Given that the Franco-German relationship has always been at the heart of the European Community, questioning it now might seem belated. Yet there is a real sense that Maastricht went too far in conceding to the Germans on political aspects of union. But then, as Mr July noted, Maastricht is a compromise, the hardest thing for politicians to defend.

Chancellor Helmut Kohl met Mr Mitterrand last week in a show of united strength. Both leaders underlined the importance of their relationship and of ratifying Maastricht. Mr Kohl has been called in to do his duty in a televised debate, defending, with Mr Mitterrand, the deal that was stitched up eight months ago in the small Dutch town. Mr Kohl, as the reasonable voice of Germany, will defend the idea that Maastricht takes Europe forward.
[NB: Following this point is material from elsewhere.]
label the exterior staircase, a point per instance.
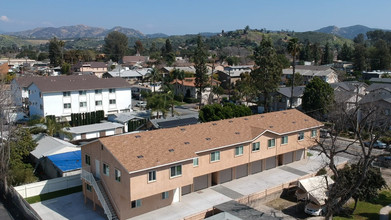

John Major was also asked to participate in a televised debate but this seems unlikely. The Prime Minister could well become an unwitting victim of the repoliticisation of the Franco-German axis. Since Maastricht, Britain has laid claim to a new 'special relationship' with Germany. But if France is about to become a loose cannon, then Bonn's attention may once more focus upon Paris: old enemies are more important than new friends.